Pour que la thérapie par choc de Milei fonctionne, il devait attirer un flot de investissements étrangers pour construire une économie plus durable – avant de prendre ses fonctions, le secteur public représentait environ 40% du PIB – et pour construire les réserves nécessaires pour rembourser la déstabilisation de la dette internationale de l'Argentine.
Les taux d'intérêt élevés imposés pour gérer le taux d'inflation, cependant, ont nui à la fois à la compétitivité de ses exportations et à sa capacité à augmenter les réserves de devises étrangères. Le peso plus fort a rendu moins cher pour les Argentins de voyager et de dépenser des dollars qu'ils avaient amassé au large, mais cela a nui à l'investissement intérieur et à l'activité économique.
L'intervention américaine offre un soulagement temporaire et une stabilité, mais l'Argentine aura besoin de changements beaucoup plus importants à la structure de son économie s'il s'agit de rompre les cycles de crises qui ont vu ce qui était autrefois l'un des pays les plus riches du défaut mondial sur sa dette souveraine neuf fois, y compris trois au cours de la dernière décennie, et l'a rendu dépendant de l'IMF, de la Banque mondiale et maintenant des cautionnements américains.
Il n'y a également aucune garantie que la tentative de Trump d'aider son ami réussira.
L'intervention américaine est politique et idéologique. Une partie de ce que Milei a fait, ou aimerait faire, s'assoit confortablement avec les conservateurs américains qui conduisent maintenant l'administration Trump (bien que Milei ait abaissé les barrières commerciales de l'Argentine, pas triplé sur le protectionnisme).

Les politiques de Milei ont déclenché des manifestations à travers le pays et ont envoyé la plongeon du peso.
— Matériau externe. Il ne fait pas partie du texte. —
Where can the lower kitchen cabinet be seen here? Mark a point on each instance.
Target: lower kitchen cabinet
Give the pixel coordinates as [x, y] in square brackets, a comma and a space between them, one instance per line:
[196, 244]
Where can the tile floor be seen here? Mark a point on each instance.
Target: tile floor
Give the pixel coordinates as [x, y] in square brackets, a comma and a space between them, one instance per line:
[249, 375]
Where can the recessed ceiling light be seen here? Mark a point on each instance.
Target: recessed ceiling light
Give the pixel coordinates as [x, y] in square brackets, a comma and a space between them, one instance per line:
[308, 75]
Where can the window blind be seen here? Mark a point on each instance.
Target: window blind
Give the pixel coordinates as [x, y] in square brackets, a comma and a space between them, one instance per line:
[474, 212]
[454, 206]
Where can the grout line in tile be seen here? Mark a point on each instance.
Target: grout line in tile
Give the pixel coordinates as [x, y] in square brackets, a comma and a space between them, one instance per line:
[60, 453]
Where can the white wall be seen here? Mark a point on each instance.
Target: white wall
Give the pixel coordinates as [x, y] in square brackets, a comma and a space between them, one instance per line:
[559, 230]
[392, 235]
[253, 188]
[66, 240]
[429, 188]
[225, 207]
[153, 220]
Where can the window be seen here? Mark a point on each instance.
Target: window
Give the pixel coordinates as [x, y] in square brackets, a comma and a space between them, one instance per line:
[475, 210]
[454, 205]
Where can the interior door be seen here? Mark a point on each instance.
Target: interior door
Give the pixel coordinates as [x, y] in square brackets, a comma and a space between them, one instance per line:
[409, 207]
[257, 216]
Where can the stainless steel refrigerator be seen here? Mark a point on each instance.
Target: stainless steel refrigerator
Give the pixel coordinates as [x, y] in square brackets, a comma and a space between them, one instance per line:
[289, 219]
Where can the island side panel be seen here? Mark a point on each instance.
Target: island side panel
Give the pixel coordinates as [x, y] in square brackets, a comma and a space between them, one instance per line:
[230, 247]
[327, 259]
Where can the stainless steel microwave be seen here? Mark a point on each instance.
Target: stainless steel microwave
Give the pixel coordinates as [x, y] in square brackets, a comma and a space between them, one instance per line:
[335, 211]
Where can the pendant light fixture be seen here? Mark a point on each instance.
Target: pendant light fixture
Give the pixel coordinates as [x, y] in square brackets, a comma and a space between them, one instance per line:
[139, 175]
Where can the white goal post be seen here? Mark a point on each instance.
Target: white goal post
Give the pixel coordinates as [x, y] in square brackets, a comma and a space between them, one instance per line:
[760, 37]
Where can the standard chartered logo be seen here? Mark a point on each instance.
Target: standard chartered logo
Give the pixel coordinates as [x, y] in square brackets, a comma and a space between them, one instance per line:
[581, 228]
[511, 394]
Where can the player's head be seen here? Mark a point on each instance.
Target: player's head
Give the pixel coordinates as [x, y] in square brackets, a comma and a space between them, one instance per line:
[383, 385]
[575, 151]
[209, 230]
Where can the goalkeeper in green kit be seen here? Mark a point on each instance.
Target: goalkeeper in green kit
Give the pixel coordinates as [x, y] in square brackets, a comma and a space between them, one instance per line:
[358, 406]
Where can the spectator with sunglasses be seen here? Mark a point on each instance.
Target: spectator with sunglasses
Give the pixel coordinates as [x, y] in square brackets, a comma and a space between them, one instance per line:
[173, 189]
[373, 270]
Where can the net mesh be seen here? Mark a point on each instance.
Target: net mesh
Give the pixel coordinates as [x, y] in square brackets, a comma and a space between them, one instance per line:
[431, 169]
Crédit: Getty
Dans le poste de médias sociaux de Trump, il a salué Milei, affirmant qu'il avait hérité d'un «désordre total avec une horrible inflation causée par le président radical précédent (tout comme Joe Biden, le pire président de l'histoire de notre nation), mais il a ramené la stabilité à l'économie de l'Argentine et l'a levée à un nouveau niveau de première importance.»
Trump a par la suite dit, comme il le fait fréquemment, ce qui aurait dû être la partie calme à haute voix.
«Javier est un très bon ami, combattant et gagnant, et a mon approbation complète et totale pour la réélection en tant que président – il ne vous laissera jamais tomber!»
Les élections du mois prochain décideront du sort du gouvernement de Milei, avec la moitié des sièges dans un Congrès qui commençait déjà à repousser les réformes de Milei maintenant à gagner.
Milei lui-même ne fera face à une élection qu'en 2027, mais lui et son programme réformiste pourraient être rendus sans importance et l'Argentine pourrait se retirer dans son passé socialiste si sa base de soutien au Congrès est anéantie.
Contrairement au Brésil, où Trump a imposé un tarif de 50% aux exportations vers les États-Unis à l'appui d'un autre ami, l'ancien président Jair Bolsonaro (qui a été emprisonné pendant 27 ans pour avoir tenté d'organiser un coup d'État pour reprendre ses fonctions), le sort de l'Argentine et son économie est peu économique ou stratégique pour les États-Unis.
L'intervention américaine, cependant, est clairement une tentative de renforcement du soutien au gouvernement de Milei au milieu du termes. Trump veut renflouer son ami aux vues similaires et, peut-être, certains des riches milliardaires Maga qui ont soutenu l'approche agressive et anti-socialiste de Milei avec leurs dollars américains.